Avec la chronique de Courrier International, cap sur l'Italie où la crise politique passionne la presse. Giuseppe Conte démissionne, les réactions s’enchaînent. Et puis, nous mettons les voiles pour la Grande Bretagne où les récentes déclarations du prince Harry divisent.

Le Premier ministre italien Giuseppe Conte touche l'épaule du vice-Premier ministre et ministre de l'Intérieur Matteo Salvini alors qu'il prononce un discours devant le Sénat italien à Rome le 20 août 2019.
Le Premier ministre italien Giuseppe Conte touche l'épaule du vice-Premier ministre et ministre de l'Intérieur Matteo Salvini alors qu'il prononce un discours devant le Sénat italien à Rome le 20 août 2019. © AFP / ANDREAS SOLARO

De New-York à Madrid en passant par Bruxelles, l’ensemble de la presse mondiale s’intéresse à la crise italienne. 

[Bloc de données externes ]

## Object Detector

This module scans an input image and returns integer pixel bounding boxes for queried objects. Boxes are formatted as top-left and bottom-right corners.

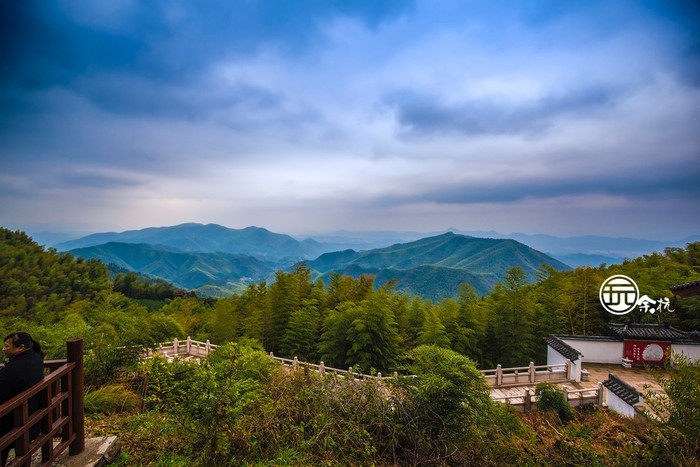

L'Italie ou le feuilleton politique qui passionne

Matteo Salvini pensait pouvoir faire tomber le gouvernement de Giuseppe Conte, dont il faisait partie, en le soumettant à une motion de censure. L’objectif : provoquer des élections que Salvini espérait gagner, les sondages lui étaient très favorables. Conte a pris les devants en démissionnant. Il espère maintenant arriver à former un nouveau gouvernement de coalition sans Salvini et son parti, La Ligue.

A Bruxelles, le quotidien Le soir raconte : 

Matteo Salvini est entré hier au Parlement comme un papabile et en est sorti comme un cardinal.

A Londres, The Guardian, :

Ses mauvais calculs de ces dernières semaines révèlent qu’il n’est pas un très bon stratège.

Tout n’est pas encore joué et Matteo Salvini peut encore obtenir ce qu’il veut. La prudence est de mise et la crise politique italienne n’est pas prête d’être résolue. 

Les déclarations du prince Harry

Le petit fils de la reine Elisabeth II a récemment déclaré, dans un entretien avec le magazine Vogue, qu’il n’aurait pas plus de deux enfants par souci écologique.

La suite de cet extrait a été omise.